Los músculos aún palpitan bajo la piel de la ciclista Soltec Team mientras se sienta en una silla de lona, a la sombra de la carpa de la organización de Volta Portugal. El zumbido de las bicicletas a su alrededor parece lejano, como si todo el mundo se hubiera silenciado. Solo queda el eco de su respiración, profunda pero irregular, reflejo de una mezcla de agotamiento y ansiedad.
La contrarreloj ha terminado para ella, pero la verdadera carrera está a punto de comenzar. Su tiempo es el mejor hasta el momento. Los técnicos del equipo susurran con emoción contenida, mirándose unos a otros como si ya celebraran una victoria que aún no está asegurada.
Pero para Aranza, cada segundo que pasa es una eternidad. Mira el reloj, luego al cielo, y finalmente a la recta final, esperando ver aparecer al siguiente corredor, el único que podría arrebatarle la gloria. Sabe que está cerca, que el margen es tan fino como el filo de una navaja.
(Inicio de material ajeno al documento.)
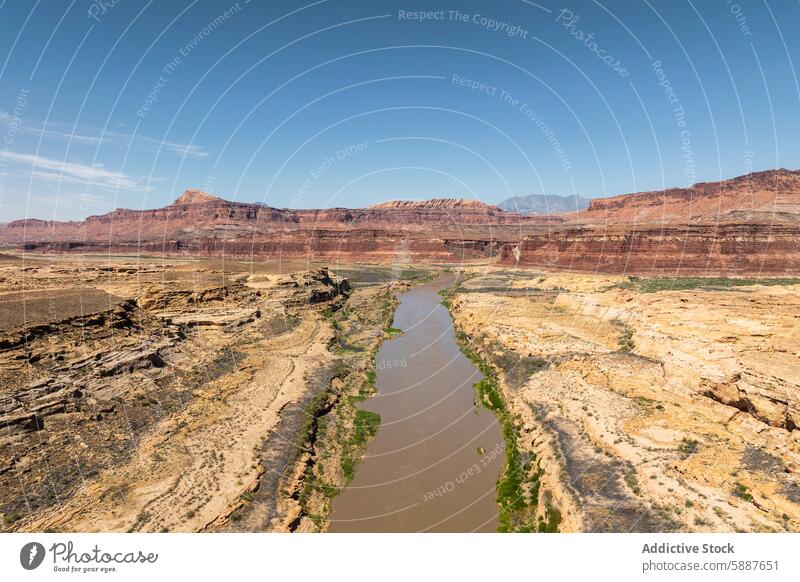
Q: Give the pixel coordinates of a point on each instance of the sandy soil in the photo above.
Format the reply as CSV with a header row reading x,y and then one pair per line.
x,y
673,410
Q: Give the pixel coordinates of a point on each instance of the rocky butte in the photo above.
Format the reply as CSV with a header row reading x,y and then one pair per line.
x,y
745,225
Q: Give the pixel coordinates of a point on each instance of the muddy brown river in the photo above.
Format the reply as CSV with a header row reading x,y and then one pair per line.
x,y
434,463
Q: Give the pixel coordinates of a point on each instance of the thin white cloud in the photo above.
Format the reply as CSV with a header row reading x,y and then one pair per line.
x,y
94,137
96,176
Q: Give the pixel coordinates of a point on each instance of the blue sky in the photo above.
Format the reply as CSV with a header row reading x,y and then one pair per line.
x,y
347,103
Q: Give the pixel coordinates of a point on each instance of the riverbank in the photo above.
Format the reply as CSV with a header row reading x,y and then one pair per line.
x,y
434,463
524,506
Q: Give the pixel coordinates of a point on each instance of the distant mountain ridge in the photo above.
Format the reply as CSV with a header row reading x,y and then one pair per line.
x,y
544,204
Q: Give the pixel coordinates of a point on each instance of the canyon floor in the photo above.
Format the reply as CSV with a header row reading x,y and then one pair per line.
x,y
650,404
145,394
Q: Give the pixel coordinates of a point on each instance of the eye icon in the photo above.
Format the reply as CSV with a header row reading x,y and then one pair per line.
x,y
31,555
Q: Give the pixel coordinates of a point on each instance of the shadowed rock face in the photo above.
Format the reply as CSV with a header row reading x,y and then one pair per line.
x,y
746,225
728,249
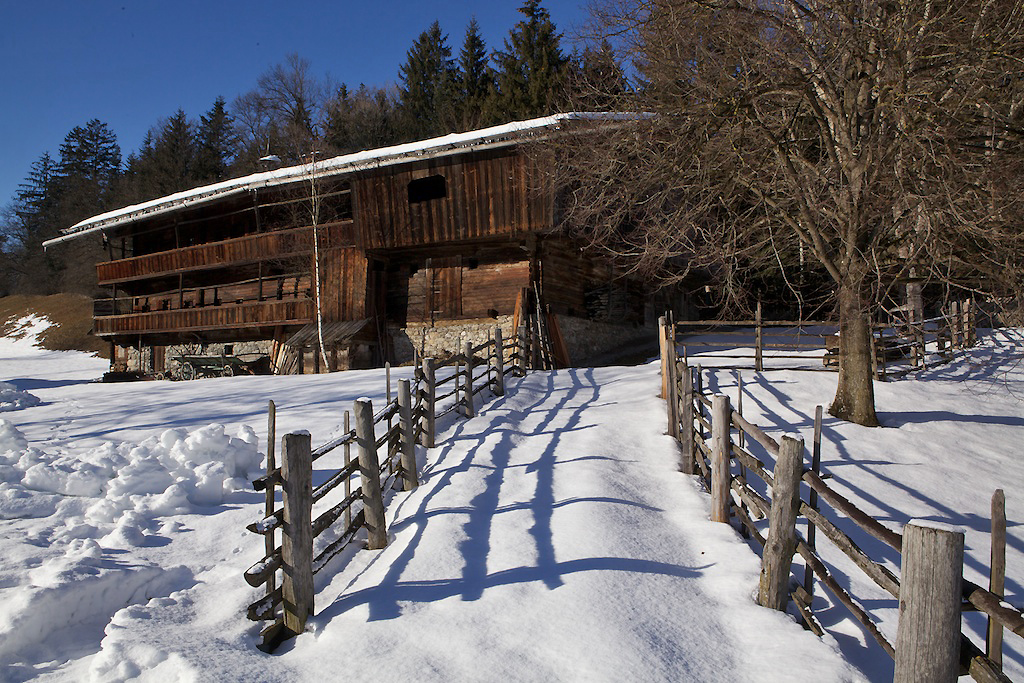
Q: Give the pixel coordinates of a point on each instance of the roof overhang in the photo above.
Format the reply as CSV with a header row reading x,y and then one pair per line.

No puede evitar pensar en cada curva que tomó, en cada pedalada que pudo haber dado con más fuerza, en los milisegundos que quizás desperdició al tomar una curva demasiado abierta.
El locutor nombra al último ciclista que ha salido. «Viene fuerte», dicen algunos, pero nadie sabe con certeza si lo suficiente para superarlo. El sudor se acumula en sus manos, y las aprieta contra sus rodillas. Su corazón late con fuerza, pero esta vez no es por el esfuerzo físico, sino por la tensión de la incertidumbre.
El tiempo sigue corriendo, el reloj implacable, mientras la ciclista lucha contra sí misma. Sabe que no puede hacer nada más, que lo ha dado todo, pero la mente sigue creando escenarios, imaginando lo peor y lo mejor en un carrusel de emociones.
De repente, el locutor alza la voz. El ciclista aparece en la última curva. No hay tiempo para respirar. Lo que estaba en juego durante los últimos kilómetros ahora se resume en unos pocos segundos.
Mira la pantalla. El tiempo se congela. Y en ese instante, lo que parecía imposible se vuelve realidad.